MMR (Maximal Marginal Relevance) retrieval in LangChain 

In [1]:
from langchain_community.vectorstores import FAISS
from langchain_community.embeddings import HuggingFaceBgeEmbeddings

In [2]:
# Step 1: Prepare sample documents
docs = [
    'Green tea contains antioxidants that improve health.',
    'Black tea is rich in caffeine and boosts energy.',
    'Catechins in green tea help reduce cholesterol.',
    'Tea ceremonies are an important cultural tradition in Japan.',
    'Green tea may improve metabolism and aid in weight loss.'
]

In [3]:
# Step 2: Create embeddings

# HuggingFaceEmbeddings converts text into dense vector representations. 
# These embeddings allow us to measure semantic similarity between query and documents.

embeddings = HuggingFaceBgeEmbeddings(model_name='all-MiniLM-L6-v2')
#embeddings

  embeddings = HuggingFaceBgeEmbeddings(model_name='all-MiniLM-L6-v2')


In [4]:
# Step 3: Build FAISS vector store

# FAISS is a fast similarity search library. 
# # Here we create an index of our documents using their embeddings.

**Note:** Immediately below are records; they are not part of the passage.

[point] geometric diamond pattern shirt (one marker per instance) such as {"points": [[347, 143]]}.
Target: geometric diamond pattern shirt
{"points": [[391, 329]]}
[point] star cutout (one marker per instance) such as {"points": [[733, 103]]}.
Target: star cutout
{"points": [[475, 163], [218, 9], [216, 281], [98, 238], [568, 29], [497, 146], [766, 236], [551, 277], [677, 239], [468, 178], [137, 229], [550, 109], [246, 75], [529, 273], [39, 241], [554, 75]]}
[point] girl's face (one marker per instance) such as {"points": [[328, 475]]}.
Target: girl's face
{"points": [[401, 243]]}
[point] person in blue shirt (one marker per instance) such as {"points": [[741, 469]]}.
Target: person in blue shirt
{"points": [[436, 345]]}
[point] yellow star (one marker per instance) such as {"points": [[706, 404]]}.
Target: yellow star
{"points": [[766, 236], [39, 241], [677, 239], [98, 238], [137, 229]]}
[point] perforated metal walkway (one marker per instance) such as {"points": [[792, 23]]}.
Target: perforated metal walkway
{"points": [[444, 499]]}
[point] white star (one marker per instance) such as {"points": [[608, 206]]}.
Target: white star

vectorstore = FAISS.from_texts(docs, embeddings)
vectorstore

<langchain_community.vectorstores.faiss.FAISS at 0x164f6aebad0>

In [None]:
# Step 4: Configure retriever with MMR 
# LangChain retrievers support different search strategies. 
# By setting search_type="mmr", we enable Maximal Marginal Relevance. 
# MMR balances relevance to the query and diversity among selected documents.

retriever = vectorstore.as_retriever(
    search_type='mmr', # Enable MMR reranking
    search_kwargs={
        'k':3, # Final number of documents to return
        'fetch_k': 10, # Number of initial candidates to consider
        'lambda_mult': 0.7 # Balance factor: closer to 1 = more relevance, closer to 0 = more diversity
    }
)

In [None]:
# Step 5: Run a query
# Retrieve top-k documents using MMR

query = 'health benefits of green tea'

results = retriever.get_relevant_documents(query)



# Step 6: Display results
# The selected documents will be diverse yet relevant to the query.

for i, doc in enumerate(results, 1):
    print(f'Doc {i}: {doc.page_content}')

Doc 1: Green tea contains antioxidants that improve health.
Doc 2: Green tea may improve metabolism and aid in weight loss.
Doc 3: Black tea is rich in caffeine and boosts energy.